The horrors of the World War II battlefront are seen through the eyes of a devout soldier in the stunning military drama Hacksaw Ridge (*** out of four; rated R; opens Wednesday in New York and Los Angeles; in theaters nationwide Friday). Brutally intense and elegantly crafted, the film showcases the stellar acting chops of Andrew Garfield and Vince Vaughn, and it’s director Mel Gibson’s best work behind the scenes since 1995’s Oscar best-picture winner Braveheart.
Hacksaw Ridge does wrestle with overt preachiness and wartime clichés in telling the story of real-life hero Desmond Doss, the first conscientious objector awarded the Medal of Honor. A Seventh-day Adventist who refused to touch a firearm because of his religious beliefs, Doss used his wits, determination and skill as an Army medic to save 75 soldiers during the Battle of Okinawa in 1945.
In the film, Desmond sees the destructive nature of violence as a child and has his steadfast belief system in place when he’s a young man (Garfield). Still, because his brother and other boys in town enlist in the war effort, Desmond does the same — much to the dismay of his new girlfriend Dorothy (Teresa Palmer) and his veteran father (Hugo Weaving).
Desmond outperforms most everyone in boot camp but his hesitancy with weapons causes a rift among his peers and leadership, including his drill master (Vaughn), and puts his career at the mercy of a court martial. His Army mates question if he can adequately serve his country and watch their backs, yet he ultimately proves himself when his company engages the Japanese in the Pacific theater.
Gibson might still be a pariah in some corners of Hollywood as a result of anti-Semitic remarks made a decade ago, but nonetheless proves again that he’s a passionate, gifted filmmaker. While characters and imagery are imbued with his own Christian views, he takes a secular approach to his visceral battle scenes, a la Saving Private Ryan.

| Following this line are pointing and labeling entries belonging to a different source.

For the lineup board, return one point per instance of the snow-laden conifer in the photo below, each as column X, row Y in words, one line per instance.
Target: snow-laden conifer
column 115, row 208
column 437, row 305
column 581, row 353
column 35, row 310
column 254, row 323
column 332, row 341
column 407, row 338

As he did so well in Braveheart, Gibson explores the reasons men fight for their country rather than just reveling in blood and gore. He creates a moving visual dichotomy between fresh-faced individuals entering the front and those dead-eyed souls who’ve survived the carnage, while also accurately capturing both sides of the conflict, touching on the spirituality of the Japanese and glimpsing a respectful code of conduct when foes meet eye to eye.

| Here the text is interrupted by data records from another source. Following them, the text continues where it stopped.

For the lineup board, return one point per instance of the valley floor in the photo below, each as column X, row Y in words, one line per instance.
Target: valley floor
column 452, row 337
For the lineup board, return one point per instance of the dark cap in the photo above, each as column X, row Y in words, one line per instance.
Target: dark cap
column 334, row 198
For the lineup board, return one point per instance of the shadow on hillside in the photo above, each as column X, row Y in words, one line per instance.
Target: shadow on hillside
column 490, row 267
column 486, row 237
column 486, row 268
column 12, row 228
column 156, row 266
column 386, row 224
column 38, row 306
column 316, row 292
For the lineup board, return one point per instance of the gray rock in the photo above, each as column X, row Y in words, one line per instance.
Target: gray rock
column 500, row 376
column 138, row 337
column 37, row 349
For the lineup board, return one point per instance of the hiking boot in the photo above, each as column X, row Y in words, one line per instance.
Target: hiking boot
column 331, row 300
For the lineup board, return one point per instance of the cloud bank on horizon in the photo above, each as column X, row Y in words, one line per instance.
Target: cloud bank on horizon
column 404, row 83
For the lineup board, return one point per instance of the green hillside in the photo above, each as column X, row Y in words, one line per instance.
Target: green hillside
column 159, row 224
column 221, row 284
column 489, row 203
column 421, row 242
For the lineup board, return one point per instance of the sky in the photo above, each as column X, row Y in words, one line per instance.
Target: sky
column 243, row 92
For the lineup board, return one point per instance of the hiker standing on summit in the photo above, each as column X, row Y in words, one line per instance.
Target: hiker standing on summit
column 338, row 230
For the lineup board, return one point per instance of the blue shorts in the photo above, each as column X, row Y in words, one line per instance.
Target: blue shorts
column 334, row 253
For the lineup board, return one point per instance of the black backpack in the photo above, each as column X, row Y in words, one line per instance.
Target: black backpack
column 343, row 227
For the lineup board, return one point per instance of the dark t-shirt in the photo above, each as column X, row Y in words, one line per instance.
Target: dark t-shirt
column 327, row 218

Garfield brings a simple sweetness to Desmond on the homefront and steadfast mettle later on when patching up gruesome injuries. It’s a depth not seen so far from the British actor best known as Spider-Man.
Vaughn is a revelation, combining the acerbic wit of his best comedy roles with a tough-guy edge and impressive emotion. And Weaving also is outstanding as the elder Doss, a shellshocked man haunted by his own World War I experience.
The bucolic life Desmond leaves stands in stark contrast to the ashen landscape where he plies his trade, but Gibson never lets his good-hearted nature falter, even when death seems imminent. Hope conquers all and unshaking faith fuels Hacksaw Ridge’s gripping narrative.